It's that time of year again. While thousands of people flocked towards Chicago over the weekend for music, dancing, and mosh pits, my husband, Mike and I fled to the north for costumes, crafts, and mud pits!
We took our annual trip to the Bristol Renaissance Faire. Normally we visit for just a day, but this year we decided to make a whole weekend of it.
I just love the atmosphere of the faire. Walking outside on the dirt roads, surrounded by trees and flowers, with the sun beaming down on us, and street performers at every corner...it was both relaxing and exciting.
Cosplaying at a convention is fun, but costuming at a ren faire is an experience. There's just something perfectly awesome about walking around a medieval village as a wizard.
Mike and I both had new costume this year. He was a Mage Apprentice the entire weekend, and I wore a sort of "villager" costume on Saturday, and my Merlin inspire costume on Sunday (If you haven't seen the BBC's Merlin TV series, I definitely recommend you watch it on Netflix now! I'm completely obsessed with the show).
We went to the faire with no particular schedule in mind. If we happened to stumble upon a performance, we would stop and watch, but we spent most of the day just popping in and out of shops, eating delicious food, and enjoying the whimsy of it all.
Last year Mike bought this incredible handcrafted staff from a shop called Seekers & Settlers. He let me borrow it for a wizard costume last Halloween, and I've been having staff envy ever since.
So this year I had to buy an awesome staff of my own. One thing I love about Seekers and Settlers is that they have staves and walking sticks that range anywhere from $28-$160+. So there's something for every price range.
Trekking through the faire with staff in hand just felt so right. Lots of people asked where they could buy walking sticks like our, and we directed them to the shop.

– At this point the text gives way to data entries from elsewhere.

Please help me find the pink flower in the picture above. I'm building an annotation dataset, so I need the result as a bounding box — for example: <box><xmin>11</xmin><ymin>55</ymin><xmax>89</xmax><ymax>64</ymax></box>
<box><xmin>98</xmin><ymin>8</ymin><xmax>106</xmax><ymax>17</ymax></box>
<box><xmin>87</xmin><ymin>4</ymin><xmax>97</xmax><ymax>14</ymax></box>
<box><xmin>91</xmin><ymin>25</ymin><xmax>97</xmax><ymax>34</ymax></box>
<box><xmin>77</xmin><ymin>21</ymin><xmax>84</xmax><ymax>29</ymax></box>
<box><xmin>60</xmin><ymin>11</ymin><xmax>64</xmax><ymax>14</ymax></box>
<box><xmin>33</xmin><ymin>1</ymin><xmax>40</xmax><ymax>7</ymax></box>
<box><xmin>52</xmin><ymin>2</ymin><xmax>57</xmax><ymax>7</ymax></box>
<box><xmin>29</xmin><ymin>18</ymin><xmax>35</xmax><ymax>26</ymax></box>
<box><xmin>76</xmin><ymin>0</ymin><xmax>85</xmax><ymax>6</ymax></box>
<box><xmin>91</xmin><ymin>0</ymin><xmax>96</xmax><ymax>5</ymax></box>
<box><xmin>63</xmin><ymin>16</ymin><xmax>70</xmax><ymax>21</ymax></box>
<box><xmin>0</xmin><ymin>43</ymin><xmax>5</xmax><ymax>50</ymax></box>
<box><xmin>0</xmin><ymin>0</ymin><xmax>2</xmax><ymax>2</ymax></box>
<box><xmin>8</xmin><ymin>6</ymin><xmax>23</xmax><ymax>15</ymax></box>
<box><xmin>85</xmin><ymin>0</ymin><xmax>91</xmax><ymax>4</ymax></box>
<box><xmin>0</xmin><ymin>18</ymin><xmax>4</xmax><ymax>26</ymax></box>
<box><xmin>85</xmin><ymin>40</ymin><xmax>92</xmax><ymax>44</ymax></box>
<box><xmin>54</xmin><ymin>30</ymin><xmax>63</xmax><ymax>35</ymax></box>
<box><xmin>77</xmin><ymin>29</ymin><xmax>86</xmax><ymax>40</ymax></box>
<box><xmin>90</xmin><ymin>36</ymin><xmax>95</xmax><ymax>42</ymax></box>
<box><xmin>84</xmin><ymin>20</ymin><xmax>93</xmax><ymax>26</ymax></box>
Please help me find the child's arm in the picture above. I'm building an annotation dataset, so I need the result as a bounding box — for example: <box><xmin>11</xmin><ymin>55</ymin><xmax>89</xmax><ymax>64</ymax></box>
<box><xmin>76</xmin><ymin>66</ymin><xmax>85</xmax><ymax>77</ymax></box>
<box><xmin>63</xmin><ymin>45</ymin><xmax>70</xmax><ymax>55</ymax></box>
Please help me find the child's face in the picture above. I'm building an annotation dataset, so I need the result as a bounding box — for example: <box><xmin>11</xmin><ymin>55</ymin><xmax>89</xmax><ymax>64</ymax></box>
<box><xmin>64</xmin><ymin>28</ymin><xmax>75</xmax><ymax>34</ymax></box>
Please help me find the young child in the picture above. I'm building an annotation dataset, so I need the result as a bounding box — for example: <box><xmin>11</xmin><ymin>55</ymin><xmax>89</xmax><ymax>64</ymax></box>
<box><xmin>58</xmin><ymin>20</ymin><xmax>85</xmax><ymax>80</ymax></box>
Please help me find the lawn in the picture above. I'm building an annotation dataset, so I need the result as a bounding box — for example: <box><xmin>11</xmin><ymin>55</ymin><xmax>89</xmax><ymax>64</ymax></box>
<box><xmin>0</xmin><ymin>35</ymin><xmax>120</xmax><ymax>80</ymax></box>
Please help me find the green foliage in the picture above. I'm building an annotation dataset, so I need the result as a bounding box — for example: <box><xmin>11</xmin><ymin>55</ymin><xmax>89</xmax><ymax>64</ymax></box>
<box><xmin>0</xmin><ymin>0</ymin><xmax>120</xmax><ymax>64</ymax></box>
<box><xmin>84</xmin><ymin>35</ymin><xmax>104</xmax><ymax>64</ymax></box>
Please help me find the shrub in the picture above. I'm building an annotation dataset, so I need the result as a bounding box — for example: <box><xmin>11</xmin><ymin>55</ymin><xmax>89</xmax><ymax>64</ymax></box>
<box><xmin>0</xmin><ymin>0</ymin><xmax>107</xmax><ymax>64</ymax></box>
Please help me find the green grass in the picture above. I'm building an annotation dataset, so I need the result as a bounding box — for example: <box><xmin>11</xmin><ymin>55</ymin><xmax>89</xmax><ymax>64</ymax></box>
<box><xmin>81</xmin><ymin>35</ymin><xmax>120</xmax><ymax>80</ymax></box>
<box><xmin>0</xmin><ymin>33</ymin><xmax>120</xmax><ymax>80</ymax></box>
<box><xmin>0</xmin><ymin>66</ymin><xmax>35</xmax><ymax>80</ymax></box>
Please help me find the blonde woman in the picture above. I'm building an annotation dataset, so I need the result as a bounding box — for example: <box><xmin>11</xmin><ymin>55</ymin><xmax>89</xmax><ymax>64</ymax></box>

We also ran into this incredible group of guys from a troupe called The Banner of St. Michael. They're a group of living historians, that go to different events, sharing information through historical demonstrations and reenactments.
They showed us how to play an old dice game. I can't remember what it was called, but you place your coin on one of the cards, and if your number comes up on the dice you get two coins back. Mike did end up winning, and he shared his spoils with me.
After spending the day at the Faire, we ordered pizza, and did a Pathfinder dungeon crawl (that was way too tough for just two characters). Since this was just a single adventure we were doing just for the fun of it, we created new characters.
Mike was an Elf Alchemist, and I was a Catfolk Monk. Mike altered a D&D adventure to work with the Pathfinder rules, and we used the Legend of Drizzt cavern tiles as our gaming map.
My dice were not good to me for most of the encounters. I did get an impressive critical hit that completely obliterated a zombie, but most of the time my d20s were rolling low during combat. Both our characters almost died, but it was a lot of fun, and we couldn't stop laughing. It was great! Nothing like a little tabletop gaming to get geared up for another day at the Faire.
Day two of Bristol was great. I didn't have a dress to step on, and there were a lot more people out on Sunday. We were going to see The Queen's Joust, but the stands filled up early, and we couldn't get seats. So we just did some exploring, somehow finding shops that we missed on Saturday. There are a lot of incredible craftsmen and artist who sell their wares at the faire.
We definitely love supporting these small businesses. I was surprised to find that some of my favorite vendors at the faire don't have websites, or only sell their stuff at Bristol. So it's sort of neat having something you can only get at the Bristol Renaissance Faire.
I tried honey mead for the first time, and it was simply delicious. Honey mead is a wine made from fermented honey and water. Many people say mead is the oldest alcoholic drink known to man. It tastes very sweet with a little kick, and I'm definitely a fan. You can easily get drunk on this tasty stuff.
Another delicacy I tried for the first time at the Faire were beignets. With my obsession with The Princess and the Frog, you would think I would have tried these sweet treats sooner. Before we left the faire on Sunday, we bought a plate.
As always, we had a blast at Bristol. I recommend you visit the faire at least once this summer. It's a great time for families, and people of all ages. There's something for everyone at the faire. Find ticket information on their website. The faire is open Saturdays, Sundays, and Labor Day now through September 2, 2013.